The gym floor of the Battery Park City community center was removed as a result of flood damage. The swimming pool is still waiting to be emptied. Photo by Carl Glassman/Tribeca Trib

Battery Park City residents eager to start working out or swimming laps at Asphalt Green—recently targeted to open early this month—might want to put away their gym shorts and goggles for a while. Flooding from Sandy has complicated contract negotiations and left the center once again without an opening date.

“There were financial assumptions about [Asphalt Green’s] pre-opening costs and how that was going to be allocated between the Authority and Asphalt Green because there is a sharing of that expense,” Battery Park City Authority Chairman Dennis Mehiel told the Trib on Tuesday. “The pre-opening expenses now are in somewhat disarray.”

The Battery Park City Authority had announced just days before the storm that it had come to a resolution over protracted contract negotiations with operator Asphalt Green and hoped to have a contract signed and the $55 million center open by Dec. 1. The center, built and furnished by the Authority, was originally slated to open in November 2011.

Part of the uncertainty now, Mehiel told the Trib, is whether Asphalt will be able to open in time to operate its summer camp, a “critical component” of its ability to make a financial go of it.

“If it turned out that they couldn’t do that, it would cause a material change to the financing,” he said.

If Asphalt is able to run its summer camp, he said, contract concessions negotiated before the storm will remain “close” to where they were. The changes, made in closed-door meetings between the Authority and Asphalt Green were aimed at eliminating substantial financial risks for the Authority. Mehiel said in October that the original contract, negotiated under the leadership of former BPCA president James Cavanaugh, would have left the Authority on the hook for any potential losses sustained by Asphalt Green—an estimated $1.2 million in the first year alone.

Asphalt Green’s marketing director, Christina Klapper,  did not return a request for comment

Although the extent of the damage is uncertain, flooding on the ground floor and basement of the center—which was completely constructed and furnished—has affected the heating system, swimming pool and gym floors.

“There are a lot of things, too, that are interdependent on each other,” Authority spokesman Matthew Monahan told the Community Board’s Battery Park City Committee Tuesday evening.

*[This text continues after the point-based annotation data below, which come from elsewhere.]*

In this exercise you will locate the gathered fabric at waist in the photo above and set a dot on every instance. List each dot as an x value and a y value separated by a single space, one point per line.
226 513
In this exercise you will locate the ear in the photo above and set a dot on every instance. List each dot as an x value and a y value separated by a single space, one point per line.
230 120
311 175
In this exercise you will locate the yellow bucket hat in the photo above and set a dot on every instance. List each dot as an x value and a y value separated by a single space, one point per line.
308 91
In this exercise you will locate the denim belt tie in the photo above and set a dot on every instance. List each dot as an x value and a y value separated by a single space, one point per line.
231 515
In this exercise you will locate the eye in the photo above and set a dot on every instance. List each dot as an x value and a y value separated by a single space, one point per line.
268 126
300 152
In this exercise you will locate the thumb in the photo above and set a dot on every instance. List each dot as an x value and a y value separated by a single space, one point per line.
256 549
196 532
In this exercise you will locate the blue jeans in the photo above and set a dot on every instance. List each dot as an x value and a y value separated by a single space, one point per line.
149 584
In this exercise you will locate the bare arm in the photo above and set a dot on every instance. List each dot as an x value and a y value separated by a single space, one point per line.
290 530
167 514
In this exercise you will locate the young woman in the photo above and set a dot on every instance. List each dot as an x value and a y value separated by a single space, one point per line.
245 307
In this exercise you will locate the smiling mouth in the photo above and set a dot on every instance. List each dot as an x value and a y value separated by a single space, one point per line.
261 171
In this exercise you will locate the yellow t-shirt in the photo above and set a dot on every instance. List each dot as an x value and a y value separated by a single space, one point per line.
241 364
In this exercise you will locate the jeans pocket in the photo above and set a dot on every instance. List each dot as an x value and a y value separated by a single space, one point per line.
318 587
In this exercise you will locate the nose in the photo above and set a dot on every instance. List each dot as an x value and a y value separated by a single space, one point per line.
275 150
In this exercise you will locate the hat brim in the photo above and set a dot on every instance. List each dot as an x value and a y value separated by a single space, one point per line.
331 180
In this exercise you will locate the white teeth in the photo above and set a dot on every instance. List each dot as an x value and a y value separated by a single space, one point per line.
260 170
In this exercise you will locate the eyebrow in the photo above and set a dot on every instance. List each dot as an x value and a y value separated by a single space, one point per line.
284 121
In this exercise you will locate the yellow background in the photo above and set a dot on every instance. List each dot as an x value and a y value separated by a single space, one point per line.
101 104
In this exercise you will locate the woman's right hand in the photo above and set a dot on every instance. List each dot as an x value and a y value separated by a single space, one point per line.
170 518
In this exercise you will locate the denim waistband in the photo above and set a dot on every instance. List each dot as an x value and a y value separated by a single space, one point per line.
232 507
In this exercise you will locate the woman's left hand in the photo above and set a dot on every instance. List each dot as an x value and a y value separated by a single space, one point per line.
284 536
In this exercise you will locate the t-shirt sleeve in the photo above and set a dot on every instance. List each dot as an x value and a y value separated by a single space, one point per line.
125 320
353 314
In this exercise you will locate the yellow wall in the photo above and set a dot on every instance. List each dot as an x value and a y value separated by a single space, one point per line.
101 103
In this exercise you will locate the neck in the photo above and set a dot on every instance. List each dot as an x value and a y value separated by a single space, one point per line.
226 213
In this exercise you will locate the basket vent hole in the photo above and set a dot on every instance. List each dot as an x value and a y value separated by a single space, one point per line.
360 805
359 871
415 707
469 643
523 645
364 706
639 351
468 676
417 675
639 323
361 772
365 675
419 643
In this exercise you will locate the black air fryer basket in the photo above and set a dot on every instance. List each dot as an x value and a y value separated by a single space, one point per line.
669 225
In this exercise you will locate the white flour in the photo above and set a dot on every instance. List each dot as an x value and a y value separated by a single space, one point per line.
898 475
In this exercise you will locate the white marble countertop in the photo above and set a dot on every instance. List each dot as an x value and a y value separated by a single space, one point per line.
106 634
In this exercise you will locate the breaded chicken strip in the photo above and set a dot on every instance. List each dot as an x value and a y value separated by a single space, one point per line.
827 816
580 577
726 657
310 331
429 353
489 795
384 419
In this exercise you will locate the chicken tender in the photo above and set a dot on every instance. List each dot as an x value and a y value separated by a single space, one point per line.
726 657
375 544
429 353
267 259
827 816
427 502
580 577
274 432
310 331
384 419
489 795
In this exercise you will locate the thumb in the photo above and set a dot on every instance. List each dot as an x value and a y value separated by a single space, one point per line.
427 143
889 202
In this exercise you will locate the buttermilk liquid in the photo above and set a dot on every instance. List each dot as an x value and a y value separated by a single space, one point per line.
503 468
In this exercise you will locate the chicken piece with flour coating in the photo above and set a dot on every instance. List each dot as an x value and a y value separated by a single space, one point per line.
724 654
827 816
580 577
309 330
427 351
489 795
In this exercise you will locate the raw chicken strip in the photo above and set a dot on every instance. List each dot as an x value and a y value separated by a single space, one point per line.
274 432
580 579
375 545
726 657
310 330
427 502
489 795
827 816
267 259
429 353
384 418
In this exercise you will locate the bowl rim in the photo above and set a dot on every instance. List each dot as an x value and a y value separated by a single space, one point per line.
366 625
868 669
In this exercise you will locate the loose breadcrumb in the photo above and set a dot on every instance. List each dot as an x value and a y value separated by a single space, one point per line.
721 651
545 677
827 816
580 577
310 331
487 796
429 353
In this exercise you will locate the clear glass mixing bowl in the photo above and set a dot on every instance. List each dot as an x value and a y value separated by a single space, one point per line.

For example, in order to replace hardwood floors damaged by flooding, the space must be heated to a certain temperature. Heating the center depends on boilers, which may have to be replaced and then re-inspected by the Department of Buildings. Depending on the extent of the damage, other areas of the building may also need to be re-inspected, said Authority executive assistant Anne Fenton. The Authority had claimed last year that many of its delays were due to the arduous city permitting and inspection process.

The Authority will also need to empty and clean the Olympic-sized swimming pool.

“There are 180,000 gallons of water that are going to have to be drained out of the pool,” Monahan said.

The Authority is about two to three weeks away from completing a thorough assessment of the damage, Mehiel said at the Authority’s monthly meeting on Tuesday, in response to a question during the meeting from BatteryTV blogger Steven Greer.

“Until we know those dates we don’t know the financial implication of that damage either to ourselves or to Asphalt,” Mehiel said.